In Ts and Cs we trust
In October Whatsapp have updated their Ts and Cs to ban anyone using WhatsApp as a platform for an AI unless they’re using one of Meta’s AIs. The EU have now (unsurprisingly) reacted with an antitrust action as it’s anticompetitive, for their part WhatsApp say that this is baseless. OpenAI and the other model providers have now moved to shut down WhatsApp as a channel. Initially, I was a bit concerned that this meant that they were blocking AI generated responses / alerts from WhatsApp via services like Twilio but this isn’t the case (this is not legal advice!) - as long as the communications are ancillary to a business it seems it’s ok.
Google workplace studio
Google have launched Google Workspace Studio into general availability.

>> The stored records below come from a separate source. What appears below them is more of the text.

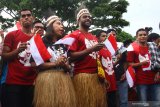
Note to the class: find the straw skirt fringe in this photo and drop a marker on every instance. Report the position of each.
(89, 91)
(54, 88)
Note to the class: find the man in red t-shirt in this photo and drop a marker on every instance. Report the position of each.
(20, 76)
(83, 52)
(107, 64)
(139, 57)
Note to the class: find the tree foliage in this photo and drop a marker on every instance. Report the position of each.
(105, 12)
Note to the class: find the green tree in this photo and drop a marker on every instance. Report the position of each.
(105, 12)
(122, 36)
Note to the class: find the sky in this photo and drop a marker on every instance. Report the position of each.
(142, 13)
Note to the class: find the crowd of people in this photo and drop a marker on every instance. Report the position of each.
(69, 77)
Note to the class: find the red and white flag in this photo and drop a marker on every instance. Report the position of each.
(38, 50)
(111, 44)
(130, 76)
(67, 40)
(18, 25)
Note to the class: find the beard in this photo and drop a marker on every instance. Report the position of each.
(86, 24)
(27, 24)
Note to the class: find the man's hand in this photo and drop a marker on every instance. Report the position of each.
(97, 47)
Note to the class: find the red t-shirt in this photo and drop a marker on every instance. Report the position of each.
(83, 41)
(106, 60)
(137, 54)
(18, 72)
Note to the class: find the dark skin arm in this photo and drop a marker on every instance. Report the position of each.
(138, 64)
(8, 55)
(61, 62)
(82, 54)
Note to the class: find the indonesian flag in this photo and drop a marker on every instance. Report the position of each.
(38, 50)
(142, 56)
(111, 44)
(130, 76)
(67, 40)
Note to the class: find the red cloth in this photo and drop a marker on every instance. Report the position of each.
(87, 64)
(106, 60)
(142, 77)
(17, 72)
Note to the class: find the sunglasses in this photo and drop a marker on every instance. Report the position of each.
(37, 27)
(24, 15)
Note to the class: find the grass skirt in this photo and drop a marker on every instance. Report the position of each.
(89, 91)
(54, 88)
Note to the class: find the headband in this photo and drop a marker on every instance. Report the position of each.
(81, 12)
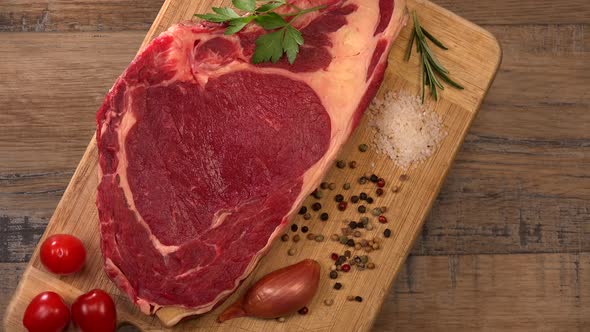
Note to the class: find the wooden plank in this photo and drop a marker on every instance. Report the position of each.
(469, 293)
(11, 273)
(536, 182)
(68, 15)
(512, 12)
(545, 292)
(474, 69)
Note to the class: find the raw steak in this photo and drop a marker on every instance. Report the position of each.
(205, 157)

Essentially a ‘no code’ automation tool for users of Google Workspace - basically stringing AI-powered automations together with even less coding than the somewhat equivalent MS Copilot Studio. Start counting the days before a multi-billion pound business goes offline for a day because some of their critical infrastructure depends on an automation flow created in this!
Bits and pieces
Anthropic has donated MCP to Agentic AI Foundation - de facto industry standard in a year. Mistral has followed up last weeks releases with Devstral2 - their take on a CLI coding agents. The excellent Matt Levine covering Anthropic’s AI crypto hacking agent. Nice article and data visualisation using the Google maps API to discover restaurants in London - thanks Ben!. And finally, if you’re worried your child isn’t paying attention to their homework - AI offers a terrifying solution.